Determination of Amino Acid Sequence:
1→Must denature the protein first.
2→Then break the polypeptide chain into smaller fragments with:
proteolytic enzymes (endopeptidases)
Trypsin cleaves protein after R and K residues
Chymotrypsin cleaves after aromatics F, Y, W
Elastase cleaves after small hydrophobic residues
Chemical
cyanogens bromide cleaves after Met residues
3→Determine the amino acid sequence of each peptide fragment by:
1) Edman degradation (see figure 4.22)
In weakly basic solutions, phenylisothiocyanate will combine with the N-terminal amino acid in
a peptide and result in the cleavage of this amino acid from the chain as a phenylthiohydantoin (PTH)
derivative. The PTH derivative can then be identified by chromatographic techniques by its retention
time compared to standards.
Advantages: This can be fully automated.
Disadvantages: 1) Must have pure peptide (so will need to separate all tryptic fragment peptides
prior to analysis).
2) Need at least 10 pmol of peptide
3) Will not recognize derived amino acids
4) Can not do if N-terminus is blocked
2) Mass Spectrometry (see figure 4.25)
Tandem mass spectrometry can be used to determine the amino acid sequence of peptides.
Advantages: 1) Need only small amount of peptide (amol range 10-18)
2) Peptide does not need to be pure
3) Can do modified amino acids and peptides with blocked N-terminus
Disadvantages: Need an experienced person to run the instrument and interpret the spectra
4→ Repeat steps 2 and 3 using a different proteolytic enzyme to cleave the protein to produce
overlapping peptide fragments.
5→Reconstruct the overall amino acid sequence of the protein using the sequences in the overlapping
fragments.
* Exopeptidases cleave amino acids from the ends of a peptide or protein.
Carboxypeptidases will cleave amino acids sequentially from the C-terminus. There are
different types (A, B, C, and Y) that are effective for different amino acids.
Aminopeptidases will cleave amino acids sequentially from the N-terminus.
Determination of 3-D structure of proteins
X-ray diffraction (X-ray crystallography) – A technique that directly images molecules (see page 144).
Requires the formation of a protein crystal (hard for scarce proteins and membrane proteins). This
technique provides extensive knowledge of protein structure but it is only one static formation of a
dynamic protein.
Evaluating Protein Structure and Function
A) UV Spectroscopy- Can be used to study changes in a protein’s secondary or tertiary structure.
Examples:
1. Folded and unfolded proteins have absorbance maxima at different
wavelengths based upon the environment of the aromatic amino acids.

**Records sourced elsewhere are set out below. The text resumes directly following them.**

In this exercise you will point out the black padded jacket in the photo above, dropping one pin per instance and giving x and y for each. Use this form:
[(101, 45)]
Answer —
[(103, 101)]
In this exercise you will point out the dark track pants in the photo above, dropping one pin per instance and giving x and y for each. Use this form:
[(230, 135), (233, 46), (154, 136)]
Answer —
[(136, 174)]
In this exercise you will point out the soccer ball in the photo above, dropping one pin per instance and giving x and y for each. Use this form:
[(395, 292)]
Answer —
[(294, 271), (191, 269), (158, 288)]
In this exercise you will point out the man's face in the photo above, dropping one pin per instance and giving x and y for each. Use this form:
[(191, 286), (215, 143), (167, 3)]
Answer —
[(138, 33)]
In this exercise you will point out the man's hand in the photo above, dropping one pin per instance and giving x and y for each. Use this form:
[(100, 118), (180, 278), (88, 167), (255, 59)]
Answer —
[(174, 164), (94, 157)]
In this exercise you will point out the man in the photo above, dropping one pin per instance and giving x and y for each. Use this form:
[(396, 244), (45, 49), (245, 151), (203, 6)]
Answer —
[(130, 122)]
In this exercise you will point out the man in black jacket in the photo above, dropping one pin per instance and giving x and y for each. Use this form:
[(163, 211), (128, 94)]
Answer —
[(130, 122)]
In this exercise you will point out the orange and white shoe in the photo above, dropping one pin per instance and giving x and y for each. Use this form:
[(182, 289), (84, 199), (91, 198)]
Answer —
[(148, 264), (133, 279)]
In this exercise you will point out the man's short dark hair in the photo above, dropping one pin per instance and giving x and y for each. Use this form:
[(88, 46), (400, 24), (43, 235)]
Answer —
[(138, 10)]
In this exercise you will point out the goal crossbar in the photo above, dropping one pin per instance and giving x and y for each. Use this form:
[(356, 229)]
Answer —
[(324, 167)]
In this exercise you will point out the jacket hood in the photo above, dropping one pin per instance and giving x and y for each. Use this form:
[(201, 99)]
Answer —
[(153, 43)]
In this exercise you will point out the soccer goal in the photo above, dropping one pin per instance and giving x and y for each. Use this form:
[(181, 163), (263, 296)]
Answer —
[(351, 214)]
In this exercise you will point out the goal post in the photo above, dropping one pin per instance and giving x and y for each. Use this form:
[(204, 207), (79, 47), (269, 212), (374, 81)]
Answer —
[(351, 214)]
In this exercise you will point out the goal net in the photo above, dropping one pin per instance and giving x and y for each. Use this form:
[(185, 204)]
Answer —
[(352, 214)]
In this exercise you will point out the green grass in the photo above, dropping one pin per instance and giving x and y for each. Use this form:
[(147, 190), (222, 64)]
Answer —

2. A disordered structure and an α-helix have absorbance maxima at different
wavelengths because the peptide bond in an α-helix interacts with electrons above
and below the bond.
3. Can evaluate substrate binding. The substrate may absorb at a certain
wavelength but does not absorb at that wavelength in the bound state.
B) NMR- Can use 2D NMR to obtain solution confirmation. Can study localized environments and
interactions using NOESy spectra (through space coupling).
C) Circular Dichroism (CD)- Can be used to determine the amount and type of secondary structure
in a protein. Example: can be used to study changes in protein folding by studying the
absorbance of α-helical structures in proteins.